No voo de regresso de Bagdad para Roma, não se pode deixar de pensar na rota seguida por Abraão quando partiu de Ur dos Caldeus para uma terra prometida onde a sua numerosa descendência iria florescer. Observando da janela, impressiona a dureza do território atravessado, na sua maioria deserto, e por isso a beleza vital dos cursos de água sobressai ainda mais. É o duro e extremo encanto da Mesopotâmia, terra “no meio dos rios”, os dois grandes rios: Eufrates e Tigre, que atravessa Bagdad. Esta mesma imagem, os rios, que nos acompanharam no início da viagem, acompanha-nos também no final: a água que traz vida e o deserto a morte, ao redor.
O primeiro rio que encontrámos foi aquele de sangue que correu da igreja de Nossa Senhora da Salvação, teatro em 2010 do massacre de 48 cristãos durante a Missa, e fomos ajudados pela profecia de Ezequiel, que viveu e está enterrado nessa terra, com imagens de um rio que jorra do templo com águas poderosas que «onde chegarem, curam, e em toda a parte haverá vida» (Ez 47, 9). A cena da entrada do Papa Francisco naquela igreja, na sexta-feira à tarde, aspergindo-a com água benta, recordou aquela imagem de renascimento, aliás de ressurreição.

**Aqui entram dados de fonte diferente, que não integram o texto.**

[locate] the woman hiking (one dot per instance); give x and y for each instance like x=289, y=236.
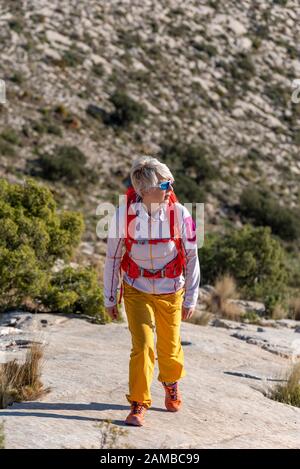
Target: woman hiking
x=160, y=276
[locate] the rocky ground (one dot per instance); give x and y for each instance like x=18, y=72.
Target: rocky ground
x=87, y=367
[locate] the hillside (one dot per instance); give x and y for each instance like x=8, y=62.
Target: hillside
x=217, y=75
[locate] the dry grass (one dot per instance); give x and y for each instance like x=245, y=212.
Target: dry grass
x=2, y=437
x=21, y=381
x=294, y=308
x=200, y=318
x=289, y=392
x=278, y=312
x=218, y=301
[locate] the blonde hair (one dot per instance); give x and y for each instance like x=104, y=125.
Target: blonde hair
x=145, y=171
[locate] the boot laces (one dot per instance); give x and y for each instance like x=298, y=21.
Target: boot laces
x=137, y=407
x=172, y=390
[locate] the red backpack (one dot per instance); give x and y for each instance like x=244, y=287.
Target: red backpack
x=171, y=270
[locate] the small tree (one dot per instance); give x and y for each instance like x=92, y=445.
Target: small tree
x=252, y=256
x=33, y=234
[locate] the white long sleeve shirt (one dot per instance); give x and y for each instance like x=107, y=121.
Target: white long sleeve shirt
x=151, y=256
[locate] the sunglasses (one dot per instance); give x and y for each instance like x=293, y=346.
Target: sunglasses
x=164, y=186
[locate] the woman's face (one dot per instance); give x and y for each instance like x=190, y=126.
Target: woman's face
x=157, y=195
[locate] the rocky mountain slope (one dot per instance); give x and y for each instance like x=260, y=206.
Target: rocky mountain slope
x=226, y=382
x=213, y=73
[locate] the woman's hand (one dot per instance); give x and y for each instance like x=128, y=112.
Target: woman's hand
x=112, y=311
x=187, y=312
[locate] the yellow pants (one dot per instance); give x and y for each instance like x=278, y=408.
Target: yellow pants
x=141, y=310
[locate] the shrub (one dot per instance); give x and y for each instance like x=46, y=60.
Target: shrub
x=252, y=256
x=32, y=236
x=262, y=209
x=75, y=291
x=6, y=149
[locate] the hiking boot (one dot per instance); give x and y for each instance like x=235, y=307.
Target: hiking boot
x=136, y=415
x=173, y=399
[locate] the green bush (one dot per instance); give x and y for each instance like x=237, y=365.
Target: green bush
x=75, y=291
x=262, y=209
x=32, y=236
x=252, y=256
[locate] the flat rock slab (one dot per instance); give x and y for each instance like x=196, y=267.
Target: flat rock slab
x=87, y=367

Esta é a imagem, a sensação que permanece no final desta viagem tão densa de episódios, sugestões, significados: uma sensação de ressurreição. Aqui vem de novo em socorro o profeta “dono de casa”, Ezequiel, que previu a morte e a ressurreição naquela terra e a narrou com imagens poderosas: o vale cheio de ossos secos que voltam à vida ao ouvir a sua profecia «eis o que vos declara o Senhor Javé: vou fazer reentrar em vós o sopro da vida para que revivais. […] Profetizei, pois, assim como tinha recebido ordem. […] Vem, espírito, dos quatro cantos do céu, sopra sobre esses mortos para que revivam [...] Assim diz o Senhor, o Eterno: eis que vos abrirei as vossas sepulturas, e vos farei sair dos vossos sepulcros, ó meu povo, e vos reconduzirei à terra de Israel» (Ez 37, 5-10.)
O que o mundo inteiro viu durante os três dias da viagem papal no Iraque foi uma cena grandiosa, de ressurreição, poderosa como só a alegria o pode ser. Uma terra desolada, devastada pela guerra e pelo terrorismo, abandonada pelo resto do mundo, que recomeça a respirar, a vibrar, a levantar-se, a caminhar. O arcebispo dos Caldeus Bashar Matti Warda, no final da missa no estádio de Erbil, expressou-o eficazmente numa frase, onde mais de dez mil pessoas acolheram calorosamente a chegada do Bispo de Roma: «Santo Padre, agradecemos a sua coragem. A sua coragem flui agora dentro de nós». Coragem como um rio que, à medida que corre, traz vida onde outrora dominava a morte. Este é o primeiro dos efeitos (serão muitos, aqui a profecia é fácil) que a viagem do Papa Francisco desenvolverá nos tempos vindouros.